No lingering now—he heard the goddess’ voice— 
but back he went to his house with aching heart 

I love the way the gods appear in mortal form throughout The Odyssey. Sometimes it is Athena, sometimes Hermes, sometimes they appear as strangers, sometimes as people known to the character in question. There is a common theme in each appearance; the character meets a person who acts as a guide or helper. After this guide or helper leaves, the character realizes they have not been talking to a mortal person, but a god in disguise. The cloaked gods are described as having a numinous quality, or being beautiful, or glittering, or youthful. In this piece I attempt to express the simultaneous presence of mortal and divine with the figure of Mentor and the face of Athena in the sea and sky. 
"Telemachus knelt where the grey water broke on the sand" W. Heath Robinson

It is not my intention to tell you the entire plot of The Odyssey here. If you want a little background you can always visit (yes, cliff notes!) to get the context of the plot. What I want to show you is why I am inspired by this scene, and also to show you other artists' versions.

At this point in the poem, Athena has decided to go to Ithaca and advise Odysseus’ youthful son Telemachus. I am touched by Telemachus, who has grown up without a father, and longs to find him.

"Athena and Telemachus" lithograph by Marc Chagall, 1975
Prince Telemachus, 
sitting among the suitors, heart obsessed with grief. 
He could almost see his magnificent father, here … 
in the mind’s eye—if only he might drop from the clouds 
and drive these suitors all in a rout throughout the halls 
and regain his pride of place and rule his own domains! 
Daydreaming so as he sat among the suitors
Telemachus and King Nestor. Apulian krater. Mid-4th century BC. 

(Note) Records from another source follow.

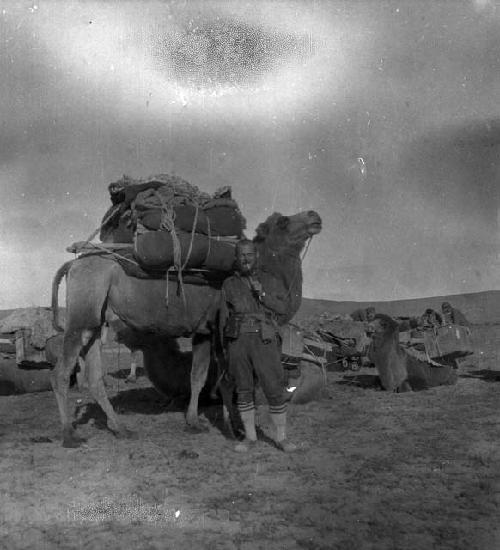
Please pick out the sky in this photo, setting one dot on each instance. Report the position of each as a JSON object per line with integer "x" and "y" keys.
{"x": 384, "y": 117}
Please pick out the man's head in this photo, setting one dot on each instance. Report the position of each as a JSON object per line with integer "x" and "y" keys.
{"x": 370, "y": 313}
{"x": 246, "y": 256}
{"x": 446, "y": 308}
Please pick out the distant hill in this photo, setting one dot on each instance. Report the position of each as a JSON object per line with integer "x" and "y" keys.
{"x": 478, "y": 307}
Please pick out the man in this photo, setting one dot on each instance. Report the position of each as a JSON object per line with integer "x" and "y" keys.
{"x": 431, "y": 319}
{"x": 248, "y": 320}
{"x": 364, "y": 315}
{"x": 453, "y": 316}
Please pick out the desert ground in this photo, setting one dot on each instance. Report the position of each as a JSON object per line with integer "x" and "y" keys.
{"x": 374, "y": 470}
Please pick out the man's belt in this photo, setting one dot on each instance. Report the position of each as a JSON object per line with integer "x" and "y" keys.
{"x": 249, "y": 325}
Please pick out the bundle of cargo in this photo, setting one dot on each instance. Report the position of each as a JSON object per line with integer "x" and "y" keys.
{"x": 30, "y": 331}
{"x": 171, "y": 223}
{"x": 448, "y": 342}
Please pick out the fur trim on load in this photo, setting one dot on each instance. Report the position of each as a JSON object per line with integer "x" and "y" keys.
{"x": 37, "y": 319}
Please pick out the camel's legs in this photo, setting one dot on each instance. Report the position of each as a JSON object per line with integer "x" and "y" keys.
{"x": 134, "y": 363}
{"x": 98, "y": 390}
{"x": 199, "y": 371}
{"x": 81, "y": 375}
{"x": 60, "y": 384}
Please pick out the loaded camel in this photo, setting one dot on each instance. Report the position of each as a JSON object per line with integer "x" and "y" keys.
{"x": 97, "y": 284}
{"x": 400, "y": 371}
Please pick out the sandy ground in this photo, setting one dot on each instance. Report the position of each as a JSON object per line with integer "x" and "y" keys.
{"x": 374, "y": 470}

Athena persuades Telemachus, recently come of age, to go on a journey in search of news of his father.
Telemachus is gripped with self doubt. So, he goes down to the beach to pray. He is approached by the form of Mentor, a friend of his father.
Telemachus’ courage and conviction are revived. We all need encouragement and guidance. Sometimes we turn to those in our lives, and sometimes we turn to a spiritual practice. And sometimes it feels as though the divine universe has sent us someone to help us on our way… like a mentor.